My general surgical training was done at St. Vincent’s Hospital in Melbourne (2005-2011) but I spent one year at King’s College Hospital in London for intensive care and emergency medicine training. During this time, I received the Gordon Gordon-Taylor medal for the highest mark in Australasia for basic surgical sciences. My general surgical training was completed in Melbourne with FRACS attained in 2011. I was then accepted to post-fellowship training under the Colorectal Surgical Society of Australia and New Zealand and spent 2 years undergoing subspecialty training at Auckland City Hospital and Gold Coast Hospital. I also achieved membership of the CSSANZ and was awarded the Travelling Fellowship resulting in visits to St. Mark’s Hospital, Oxford and Basingstoke Hospitals in the UK in 2013.

Since completing training

I’ve held public appointments at Princess Alexandra Hospital, Queen Elizabeth II Hospital, Logan Hospital and Mater Public Hospital. I started private practice when I joined Brisbane Colorectal in 2014.

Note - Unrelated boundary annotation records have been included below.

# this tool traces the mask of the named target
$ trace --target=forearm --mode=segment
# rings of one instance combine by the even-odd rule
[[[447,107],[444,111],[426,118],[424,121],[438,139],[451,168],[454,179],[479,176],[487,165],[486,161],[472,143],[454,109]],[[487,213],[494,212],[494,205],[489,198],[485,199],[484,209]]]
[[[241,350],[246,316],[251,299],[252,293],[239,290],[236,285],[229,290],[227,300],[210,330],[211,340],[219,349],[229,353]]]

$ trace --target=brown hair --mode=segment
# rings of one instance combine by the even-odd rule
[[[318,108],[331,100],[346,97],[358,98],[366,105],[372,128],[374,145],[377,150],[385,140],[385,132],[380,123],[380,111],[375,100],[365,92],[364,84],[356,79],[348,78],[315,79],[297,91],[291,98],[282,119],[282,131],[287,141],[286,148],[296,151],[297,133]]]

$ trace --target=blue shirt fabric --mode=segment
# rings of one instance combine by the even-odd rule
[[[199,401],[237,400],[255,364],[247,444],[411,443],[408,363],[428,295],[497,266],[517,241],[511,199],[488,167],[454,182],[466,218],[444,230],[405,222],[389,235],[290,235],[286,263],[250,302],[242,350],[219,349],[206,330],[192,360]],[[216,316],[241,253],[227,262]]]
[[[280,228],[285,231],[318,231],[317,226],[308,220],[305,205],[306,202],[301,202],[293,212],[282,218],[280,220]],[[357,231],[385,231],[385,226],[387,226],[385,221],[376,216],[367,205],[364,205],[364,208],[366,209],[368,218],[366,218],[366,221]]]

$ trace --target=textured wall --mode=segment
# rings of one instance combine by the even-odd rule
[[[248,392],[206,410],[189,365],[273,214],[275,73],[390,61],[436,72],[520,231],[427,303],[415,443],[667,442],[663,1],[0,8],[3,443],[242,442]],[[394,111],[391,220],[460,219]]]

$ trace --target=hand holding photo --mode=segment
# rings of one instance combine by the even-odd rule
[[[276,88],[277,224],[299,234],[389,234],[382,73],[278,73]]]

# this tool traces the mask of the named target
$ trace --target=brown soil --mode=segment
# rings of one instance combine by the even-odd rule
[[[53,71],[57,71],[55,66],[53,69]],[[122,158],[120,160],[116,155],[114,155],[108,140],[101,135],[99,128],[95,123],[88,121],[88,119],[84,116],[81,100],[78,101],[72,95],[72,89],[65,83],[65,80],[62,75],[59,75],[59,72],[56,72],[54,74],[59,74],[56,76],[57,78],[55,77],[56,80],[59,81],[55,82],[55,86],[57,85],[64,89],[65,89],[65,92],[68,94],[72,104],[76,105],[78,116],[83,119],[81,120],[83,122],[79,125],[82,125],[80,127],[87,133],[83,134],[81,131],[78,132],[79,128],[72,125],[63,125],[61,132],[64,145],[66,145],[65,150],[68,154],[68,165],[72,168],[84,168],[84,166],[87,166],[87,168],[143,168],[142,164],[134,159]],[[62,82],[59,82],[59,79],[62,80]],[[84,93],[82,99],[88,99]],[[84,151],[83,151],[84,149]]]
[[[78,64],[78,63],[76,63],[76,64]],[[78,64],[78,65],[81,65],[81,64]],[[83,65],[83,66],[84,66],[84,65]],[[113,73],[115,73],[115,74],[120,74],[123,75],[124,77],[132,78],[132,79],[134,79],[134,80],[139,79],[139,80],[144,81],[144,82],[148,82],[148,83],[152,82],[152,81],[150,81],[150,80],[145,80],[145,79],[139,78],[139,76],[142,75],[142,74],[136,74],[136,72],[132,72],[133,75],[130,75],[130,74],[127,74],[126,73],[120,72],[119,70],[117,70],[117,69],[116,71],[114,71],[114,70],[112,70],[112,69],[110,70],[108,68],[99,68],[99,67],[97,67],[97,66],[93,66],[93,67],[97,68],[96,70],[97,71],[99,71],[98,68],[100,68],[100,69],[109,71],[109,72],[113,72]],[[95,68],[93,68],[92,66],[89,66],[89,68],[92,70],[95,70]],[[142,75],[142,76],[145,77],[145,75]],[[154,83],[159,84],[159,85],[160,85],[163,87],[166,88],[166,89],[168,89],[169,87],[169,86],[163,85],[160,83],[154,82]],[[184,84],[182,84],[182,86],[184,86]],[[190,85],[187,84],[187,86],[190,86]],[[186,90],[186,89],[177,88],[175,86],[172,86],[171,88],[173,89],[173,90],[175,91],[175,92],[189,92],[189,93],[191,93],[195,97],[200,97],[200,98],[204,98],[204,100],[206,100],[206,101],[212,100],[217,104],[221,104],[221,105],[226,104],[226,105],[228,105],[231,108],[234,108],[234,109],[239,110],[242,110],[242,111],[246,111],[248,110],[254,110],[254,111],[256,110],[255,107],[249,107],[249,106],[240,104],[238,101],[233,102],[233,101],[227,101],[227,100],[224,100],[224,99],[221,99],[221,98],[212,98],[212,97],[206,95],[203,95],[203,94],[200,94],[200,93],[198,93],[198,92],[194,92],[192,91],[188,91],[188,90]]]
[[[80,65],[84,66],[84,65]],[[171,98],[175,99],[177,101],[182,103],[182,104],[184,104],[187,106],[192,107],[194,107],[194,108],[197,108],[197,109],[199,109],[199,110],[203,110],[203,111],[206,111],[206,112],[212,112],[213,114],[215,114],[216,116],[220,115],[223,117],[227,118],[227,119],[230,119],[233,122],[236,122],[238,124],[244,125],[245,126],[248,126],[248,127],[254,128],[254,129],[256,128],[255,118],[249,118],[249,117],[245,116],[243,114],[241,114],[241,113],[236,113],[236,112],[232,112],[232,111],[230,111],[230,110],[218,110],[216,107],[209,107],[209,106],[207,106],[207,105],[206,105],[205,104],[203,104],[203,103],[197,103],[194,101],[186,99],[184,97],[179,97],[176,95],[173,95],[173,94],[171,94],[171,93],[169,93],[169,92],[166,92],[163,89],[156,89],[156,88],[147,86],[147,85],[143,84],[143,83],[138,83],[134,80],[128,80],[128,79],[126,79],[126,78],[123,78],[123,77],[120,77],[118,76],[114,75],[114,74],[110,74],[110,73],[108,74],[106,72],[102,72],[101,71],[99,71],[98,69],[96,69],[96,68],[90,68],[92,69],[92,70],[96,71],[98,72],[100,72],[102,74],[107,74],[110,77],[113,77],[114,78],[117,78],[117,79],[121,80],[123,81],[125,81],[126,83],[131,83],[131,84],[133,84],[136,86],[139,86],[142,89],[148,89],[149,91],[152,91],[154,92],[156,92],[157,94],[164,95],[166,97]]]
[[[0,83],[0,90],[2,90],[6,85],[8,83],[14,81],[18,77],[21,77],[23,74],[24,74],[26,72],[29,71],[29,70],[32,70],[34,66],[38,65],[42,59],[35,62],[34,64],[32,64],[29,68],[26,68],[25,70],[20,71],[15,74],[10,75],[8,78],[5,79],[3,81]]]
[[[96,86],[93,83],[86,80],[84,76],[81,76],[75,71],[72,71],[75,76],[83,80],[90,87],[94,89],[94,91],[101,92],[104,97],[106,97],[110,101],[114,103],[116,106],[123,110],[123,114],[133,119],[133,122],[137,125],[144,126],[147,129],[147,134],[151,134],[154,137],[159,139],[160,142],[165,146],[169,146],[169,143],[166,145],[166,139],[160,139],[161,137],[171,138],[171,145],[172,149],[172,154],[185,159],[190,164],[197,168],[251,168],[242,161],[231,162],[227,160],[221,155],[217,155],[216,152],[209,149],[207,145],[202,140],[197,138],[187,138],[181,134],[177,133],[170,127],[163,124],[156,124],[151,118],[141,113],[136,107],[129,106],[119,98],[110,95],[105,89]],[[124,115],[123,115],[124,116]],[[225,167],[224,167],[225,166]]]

I’m accredited by the Gastroenterological Society of Australia to perform both upper GI endoscopy (gastroscopy) and colonoscopy and am a registered colonoscopist with the National Bowel Cancer Screening Programme for Queensland. As a result, I’m an accomplished laparoscopic surgeon, and I also offer robotic colorectal surgery using the latest Da Vinci Xi robot available at Mater Private Hospital.